In plant innate immunity, recognition of pathogen effectors generally occurs through the family of nucleotide-binding leucine-rich repeat receptors (NLRs). NLRs can be characterised into different groups based on their N-terminal domain, the Toll/interleukin-1 receptor (TIR), coiled coil (CC), and resistance to powdery mildew 8 (RPW8) domain. For TIR-NLRs (TNLs) and CC-NLRs (CNLs), either direct or indirect detection utilises the leucine rich repeats (LRR) domain. Plant genomes also encode multiple TN proteins that are naturally truncated TNLs lacking the LRR domain and are implicated in innate immunity. Recent studies have also shown that the TIR domains of TNLs or TN/TIR-only proteins possess NADase activity.

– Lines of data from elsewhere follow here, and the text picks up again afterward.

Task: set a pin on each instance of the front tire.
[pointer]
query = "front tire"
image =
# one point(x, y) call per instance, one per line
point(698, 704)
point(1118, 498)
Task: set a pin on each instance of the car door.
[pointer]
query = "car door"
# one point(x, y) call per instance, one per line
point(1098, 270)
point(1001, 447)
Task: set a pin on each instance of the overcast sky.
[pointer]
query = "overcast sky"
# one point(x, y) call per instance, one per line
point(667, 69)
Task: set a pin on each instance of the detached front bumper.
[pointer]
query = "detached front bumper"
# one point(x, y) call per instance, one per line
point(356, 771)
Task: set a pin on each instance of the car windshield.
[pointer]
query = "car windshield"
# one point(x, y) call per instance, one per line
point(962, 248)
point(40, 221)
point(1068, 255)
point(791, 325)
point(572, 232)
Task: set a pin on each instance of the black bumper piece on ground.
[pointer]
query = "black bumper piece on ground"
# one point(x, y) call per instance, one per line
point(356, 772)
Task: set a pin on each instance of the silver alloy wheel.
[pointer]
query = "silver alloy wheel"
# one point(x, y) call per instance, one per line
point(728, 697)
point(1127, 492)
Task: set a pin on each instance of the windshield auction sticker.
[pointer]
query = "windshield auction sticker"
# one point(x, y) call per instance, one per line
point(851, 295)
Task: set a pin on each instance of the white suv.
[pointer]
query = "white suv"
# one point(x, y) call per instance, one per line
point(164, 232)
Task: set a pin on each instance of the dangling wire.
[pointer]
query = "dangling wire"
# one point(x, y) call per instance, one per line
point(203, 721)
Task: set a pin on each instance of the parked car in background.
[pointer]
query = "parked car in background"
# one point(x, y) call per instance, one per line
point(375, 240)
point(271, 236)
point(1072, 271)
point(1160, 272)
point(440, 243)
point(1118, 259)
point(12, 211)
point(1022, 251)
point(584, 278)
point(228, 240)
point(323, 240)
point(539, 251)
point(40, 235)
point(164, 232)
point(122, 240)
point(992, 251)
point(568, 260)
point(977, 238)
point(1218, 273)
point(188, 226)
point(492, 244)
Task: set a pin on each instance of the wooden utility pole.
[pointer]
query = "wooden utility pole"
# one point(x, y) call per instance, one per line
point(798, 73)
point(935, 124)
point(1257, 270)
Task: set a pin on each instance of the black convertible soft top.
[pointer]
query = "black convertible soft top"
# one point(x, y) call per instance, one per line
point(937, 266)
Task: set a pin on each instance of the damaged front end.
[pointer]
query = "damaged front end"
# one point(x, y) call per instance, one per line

My project aims to investigate the TN gene cluster (TN4-12) from Arabidopsis thaliana though biophysical, functional and structural characterisation of these TN proteins as well as their TIR domains.
Currently, small scale expression using Escherichia coli Rosetta2 strain and purification of N-6HIS TN 7, 8, 11 constructs have shown that these protein were insoluble or poorly expressed. In order to improve protein expression, the cloning of different fusion partners to improve protein folding and solubility is currently ongoing. TN11TIR was successfully purified and TN8TIR purification is currently being optimised.